25 maio 2016

Fechem Os Olhos

Vocês não estão vendo. Nem ninguém. Mas ali está havendo um jogo. Onde? Ora, onde! Ali, bem à sua frente. Sei: nem mesmo o campinho vocês enxergam, não é? Nem a mim, eu sei; só me ouvem.
Mas isso basta. Prestem atenção à minha voz. Olhem para a frente. Mas não de olhos abertos. Assim é que não verão nada mesmo. Façam como eu: fechem os olhos. Tapem-nos com as mãos. Pronto. Agora vocês conseguirão assistir ao jogo.
Já veem o campinho, certo? Os buracos, as descaídas, o capinzal no fundo, o barro eterno num dos cantos. A bola velha, soltando lascas de couro, meio murcha. E o bando de moleques.
Reparem bem. Não são estranhos. São vocês. Magrelos, joelhos esfolados, pés encardidos, suor por todo o corpo. Correndo sem parar. Misturando-se uns com os outros, com o mato, com o barro, brigando pela bola como cães atrás de comida. Caem, rolam, pulam, chutam, brigam, riem, se abraçam, trocam socos, falam alto.
Vejam a si mesmos quando meninos jogando bola. Pensem em vocês agora. Parecem seres distintos, eu sei. Mas não é para se espantarem. Algo ocorreu – sempre ocorre, e não há quem saiba dizer o que é – desde aqueles jogos até hoje que tornou tudo e todos aparentemente tão diferentes. Por isso é que vocês não se reconhecem. Mas agora, observando bem, já têm certeza de que são vocês, certo?
Então. Vejam o jeito de cada um. A maneira de dominar a bola, de chutá-la, de esbravejar, driblar, dar passes, comemorar. Parece inacreditável, mas é assim que vocês ainda fazem hoje. Eu sei que vocês não jogam mais bola. Mas é por isso que estou lhes mostrando esse jogo. Para que percebam que é naquele campinho, com aquela bola, com os traços e modos que vocês tinham quando eram crianças e jogavam futebol que vocês forjaram o que são hoje.

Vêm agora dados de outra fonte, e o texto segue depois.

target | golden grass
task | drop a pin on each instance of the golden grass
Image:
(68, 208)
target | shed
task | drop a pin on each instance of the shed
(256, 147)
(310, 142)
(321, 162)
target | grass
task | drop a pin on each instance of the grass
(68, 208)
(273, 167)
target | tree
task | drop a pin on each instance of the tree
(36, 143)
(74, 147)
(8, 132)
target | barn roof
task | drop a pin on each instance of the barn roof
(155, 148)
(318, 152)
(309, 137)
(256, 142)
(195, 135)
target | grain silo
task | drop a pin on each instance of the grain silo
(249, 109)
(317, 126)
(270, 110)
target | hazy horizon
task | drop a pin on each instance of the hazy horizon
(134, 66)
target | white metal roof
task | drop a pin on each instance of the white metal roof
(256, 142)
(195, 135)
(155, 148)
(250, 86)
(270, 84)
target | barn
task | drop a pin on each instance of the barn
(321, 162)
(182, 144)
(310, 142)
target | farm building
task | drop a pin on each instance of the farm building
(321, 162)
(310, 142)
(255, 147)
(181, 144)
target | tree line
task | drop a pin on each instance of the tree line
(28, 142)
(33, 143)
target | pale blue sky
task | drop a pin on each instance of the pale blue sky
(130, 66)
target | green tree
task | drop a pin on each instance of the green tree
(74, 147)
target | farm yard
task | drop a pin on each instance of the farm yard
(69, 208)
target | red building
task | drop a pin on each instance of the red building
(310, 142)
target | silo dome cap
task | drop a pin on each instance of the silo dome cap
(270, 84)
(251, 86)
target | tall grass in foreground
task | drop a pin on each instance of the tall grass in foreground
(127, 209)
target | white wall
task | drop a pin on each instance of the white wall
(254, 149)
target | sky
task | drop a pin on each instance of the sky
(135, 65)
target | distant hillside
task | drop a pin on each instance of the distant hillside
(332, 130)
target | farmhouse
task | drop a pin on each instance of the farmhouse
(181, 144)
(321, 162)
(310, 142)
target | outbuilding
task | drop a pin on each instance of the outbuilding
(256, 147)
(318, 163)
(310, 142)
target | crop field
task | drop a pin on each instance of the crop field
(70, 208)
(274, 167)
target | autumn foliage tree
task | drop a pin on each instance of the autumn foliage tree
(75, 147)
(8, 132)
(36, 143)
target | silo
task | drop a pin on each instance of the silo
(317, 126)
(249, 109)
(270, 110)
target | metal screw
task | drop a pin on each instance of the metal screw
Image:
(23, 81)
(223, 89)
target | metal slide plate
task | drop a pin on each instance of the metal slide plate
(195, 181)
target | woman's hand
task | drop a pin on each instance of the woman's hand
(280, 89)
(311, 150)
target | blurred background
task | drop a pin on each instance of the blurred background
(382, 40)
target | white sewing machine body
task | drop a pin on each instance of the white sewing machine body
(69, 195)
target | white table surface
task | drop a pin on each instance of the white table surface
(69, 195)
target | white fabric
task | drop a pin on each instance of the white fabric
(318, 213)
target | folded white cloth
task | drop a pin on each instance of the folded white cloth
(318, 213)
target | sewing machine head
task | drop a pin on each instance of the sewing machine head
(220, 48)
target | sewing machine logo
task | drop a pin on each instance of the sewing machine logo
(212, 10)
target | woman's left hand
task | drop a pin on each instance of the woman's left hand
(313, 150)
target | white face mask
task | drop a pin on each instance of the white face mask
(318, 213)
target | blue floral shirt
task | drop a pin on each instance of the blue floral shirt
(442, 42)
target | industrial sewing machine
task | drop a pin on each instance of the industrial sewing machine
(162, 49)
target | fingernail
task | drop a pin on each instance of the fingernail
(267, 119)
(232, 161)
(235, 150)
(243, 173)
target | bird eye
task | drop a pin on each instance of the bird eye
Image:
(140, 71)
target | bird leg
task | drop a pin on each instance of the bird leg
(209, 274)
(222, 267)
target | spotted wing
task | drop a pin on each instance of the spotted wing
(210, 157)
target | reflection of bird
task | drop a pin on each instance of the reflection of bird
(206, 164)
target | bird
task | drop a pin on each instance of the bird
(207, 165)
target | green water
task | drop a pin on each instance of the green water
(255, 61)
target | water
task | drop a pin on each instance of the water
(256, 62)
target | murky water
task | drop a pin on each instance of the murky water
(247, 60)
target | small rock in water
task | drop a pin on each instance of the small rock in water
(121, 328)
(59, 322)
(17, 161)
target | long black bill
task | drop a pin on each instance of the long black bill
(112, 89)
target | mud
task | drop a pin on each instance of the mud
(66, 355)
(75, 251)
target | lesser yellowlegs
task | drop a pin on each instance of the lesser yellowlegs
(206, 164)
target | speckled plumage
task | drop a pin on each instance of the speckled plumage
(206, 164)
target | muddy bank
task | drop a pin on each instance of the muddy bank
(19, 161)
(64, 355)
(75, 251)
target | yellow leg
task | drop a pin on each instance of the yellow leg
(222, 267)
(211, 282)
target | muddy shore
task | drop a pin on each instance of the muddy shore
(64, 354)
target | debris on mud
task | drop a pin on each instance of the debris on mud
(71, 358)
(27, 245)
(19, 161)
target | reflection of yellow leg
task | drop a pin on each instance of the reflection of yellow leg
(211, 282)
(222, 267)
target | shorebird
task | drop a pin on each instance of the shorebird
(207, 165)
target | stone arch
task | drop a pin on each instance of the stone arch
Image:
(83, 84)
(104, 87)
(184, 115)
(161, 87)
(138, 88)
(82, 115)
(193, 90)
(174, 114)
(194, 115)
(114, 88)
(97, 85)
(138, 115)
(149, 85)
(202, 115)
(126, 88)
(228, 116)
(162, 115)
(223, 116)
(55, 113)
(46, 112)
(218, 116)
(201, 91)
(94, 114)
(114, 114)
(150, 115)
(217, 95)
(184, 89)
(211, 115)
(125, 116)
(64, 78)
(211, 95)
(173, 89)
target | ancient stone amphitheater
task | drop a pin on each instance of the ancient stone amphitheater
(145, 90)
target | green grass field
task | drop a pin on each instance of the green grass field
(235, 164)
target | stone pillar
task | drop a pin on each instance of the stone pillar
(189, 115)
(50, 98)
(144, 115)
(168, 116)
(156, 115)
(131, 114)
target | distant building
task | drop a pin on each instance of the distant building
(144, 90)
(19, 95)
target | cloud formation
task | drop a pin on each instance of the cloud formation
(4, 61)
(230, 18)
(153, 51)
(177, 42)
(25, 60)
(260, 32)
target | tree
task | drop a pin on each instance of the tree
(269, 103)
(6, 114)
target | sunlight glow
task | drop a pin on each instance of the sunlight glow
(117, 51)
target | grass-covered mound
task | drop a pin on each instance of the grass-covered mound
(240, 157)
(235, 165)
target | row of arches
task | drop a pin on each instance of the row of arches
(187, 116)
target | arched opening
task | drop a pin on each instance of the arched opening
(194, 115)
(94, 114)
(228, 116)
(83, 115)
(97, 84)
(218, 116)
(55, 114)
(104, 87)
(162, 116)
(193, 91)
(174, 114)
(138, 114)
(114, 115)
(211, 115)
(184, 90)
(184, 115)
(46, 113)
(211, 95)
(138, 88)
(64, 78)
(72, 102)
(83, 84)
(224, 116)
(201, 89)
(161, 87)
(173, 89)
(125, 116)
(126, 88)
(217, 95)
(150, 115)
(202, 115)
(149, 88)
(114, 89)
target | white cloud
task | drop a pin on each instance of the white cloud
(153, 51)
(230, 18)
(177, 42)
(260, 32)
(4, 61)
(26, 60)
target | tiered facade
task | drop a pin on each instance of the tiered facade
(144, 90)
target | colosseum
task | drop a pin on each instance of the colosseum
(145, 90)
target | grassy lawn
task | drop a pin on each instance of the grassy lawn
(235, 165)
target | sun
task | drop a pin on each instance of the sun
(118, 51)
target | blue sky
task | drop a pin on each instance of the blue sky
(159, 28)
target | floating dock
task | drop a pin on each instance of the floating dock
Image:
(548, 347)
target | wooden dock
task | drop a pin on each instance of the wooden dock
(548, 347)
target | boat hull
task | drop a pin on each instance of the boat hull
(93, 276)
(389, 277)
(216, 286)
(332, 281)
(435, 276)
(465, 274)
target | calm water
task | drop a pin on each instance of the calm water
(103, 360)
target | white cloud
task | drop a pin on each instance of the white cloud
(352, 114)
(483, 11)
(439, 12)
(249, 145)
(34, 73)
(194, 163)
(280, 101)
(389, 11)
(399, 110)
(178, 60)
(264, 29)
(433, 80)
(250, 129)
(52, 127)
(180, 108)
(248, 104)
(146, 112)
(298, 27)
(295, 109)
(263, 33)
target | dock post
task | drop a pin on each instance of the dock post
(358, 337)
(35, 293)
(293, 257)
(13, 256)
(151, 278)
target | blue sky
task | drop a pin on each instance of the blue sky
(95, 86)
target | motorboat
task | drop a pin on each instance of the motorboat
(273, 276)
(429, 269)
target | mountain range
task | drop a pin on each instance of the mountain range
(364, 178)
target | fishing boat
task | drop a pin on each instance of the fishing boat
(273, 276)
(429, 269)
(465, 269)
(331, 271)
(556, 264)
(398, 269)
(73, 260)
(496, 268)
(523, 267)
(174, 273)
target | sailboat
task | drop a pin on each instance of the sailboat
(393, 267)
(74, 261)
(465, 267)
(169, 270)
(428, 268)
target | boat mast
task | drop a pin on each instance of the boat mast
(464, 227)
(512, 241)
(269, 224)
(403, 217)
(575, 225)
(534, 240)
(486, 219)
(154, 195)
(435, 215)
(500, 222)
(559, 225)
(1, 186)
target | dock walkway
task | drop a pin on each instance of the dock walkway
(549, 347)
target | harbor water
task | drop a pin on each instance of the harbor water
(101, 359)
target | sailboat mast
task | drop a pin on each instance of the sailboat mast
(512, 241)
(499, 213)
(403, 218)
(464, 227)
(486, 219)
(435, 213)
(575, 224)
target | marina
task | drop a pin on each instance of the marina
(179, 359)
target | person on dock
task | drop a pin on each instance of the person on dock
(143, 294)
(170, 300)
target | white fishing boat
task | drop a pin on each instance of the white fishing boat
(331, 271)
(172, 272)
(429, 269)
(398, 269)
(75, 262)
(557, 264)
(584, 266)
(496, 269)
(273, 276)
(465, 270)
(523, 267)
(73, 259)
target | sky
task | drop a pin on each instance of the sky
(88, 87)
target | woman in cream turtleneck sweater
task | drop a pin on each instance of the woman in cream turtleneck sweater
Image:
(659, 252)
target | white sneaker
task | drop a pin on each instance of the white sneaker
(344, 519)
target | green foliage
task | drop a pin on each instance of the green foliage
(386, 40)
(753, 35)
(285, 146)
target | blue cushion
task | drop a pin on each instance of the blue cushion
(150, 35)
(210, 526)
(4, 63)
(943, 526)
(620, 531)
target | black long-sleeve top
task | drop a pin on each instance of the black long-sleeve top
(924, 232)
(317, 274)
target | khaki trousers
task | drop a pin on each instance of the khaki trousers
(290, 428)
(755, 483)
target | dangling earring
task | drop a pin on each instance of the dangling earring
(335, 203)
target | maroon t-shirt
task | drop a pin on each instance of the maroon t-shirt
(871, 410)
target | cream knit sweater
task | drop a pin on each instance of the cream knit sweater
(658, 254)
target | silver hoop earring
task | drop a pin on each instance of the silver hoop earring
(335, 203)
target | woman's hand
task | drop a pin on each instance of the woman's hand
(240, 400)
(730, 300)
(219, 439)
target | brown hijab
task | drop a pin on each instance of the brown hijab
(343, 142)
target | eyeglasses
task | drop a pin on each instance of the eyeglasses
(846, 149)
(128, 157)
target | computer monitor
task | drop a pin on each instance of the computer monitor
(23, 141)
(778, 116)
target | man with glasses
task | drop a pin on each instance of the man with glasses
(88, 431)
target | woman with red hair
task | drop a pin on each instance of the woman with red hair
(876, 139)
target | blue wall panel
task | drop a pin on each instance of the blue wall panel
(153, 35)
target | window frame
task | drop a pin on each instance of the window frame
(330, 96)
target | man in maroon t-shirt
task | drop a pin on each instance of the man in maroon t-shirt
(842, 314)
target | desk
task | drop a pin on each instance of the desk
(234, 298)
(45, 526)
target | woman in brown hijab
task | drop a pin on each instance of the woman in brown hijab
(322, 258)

Não falo de modos físicos. Nem de fracassos e sucessos. Falo da tormenta ou da paz de espírito. Da dignidade ou da covardia. Da respiração forte ou fraca. Do olhar altivo ou baixo. Da percepção ou não do espaço e do tempo e do que fazem ao percorrê-los. Esses são os fundamentos adquiridos nas peladas da infância e que os anos transformam em caráter.
Tudo isso está ali, no jogo à sua frente. Só que vocês então não o sabiam. Muito menos o sabem hoje. E tampouco o saberão daqui por diante. Porque assim que destaparem e abrirem os olhos tudo será esquecido. E o que é invisível voltará a sê-lo.
Vocês continuarão cegos, lutando, felizes ou infelizes, atrás de algo que não sabem o que é. Mas que provavelmente é voltar a jogar aqueles mesmos jogos. Para ter a chance – impossível – de tomar consciência de que ali se decidia o que viriam a ser ou deixar de ser hoje.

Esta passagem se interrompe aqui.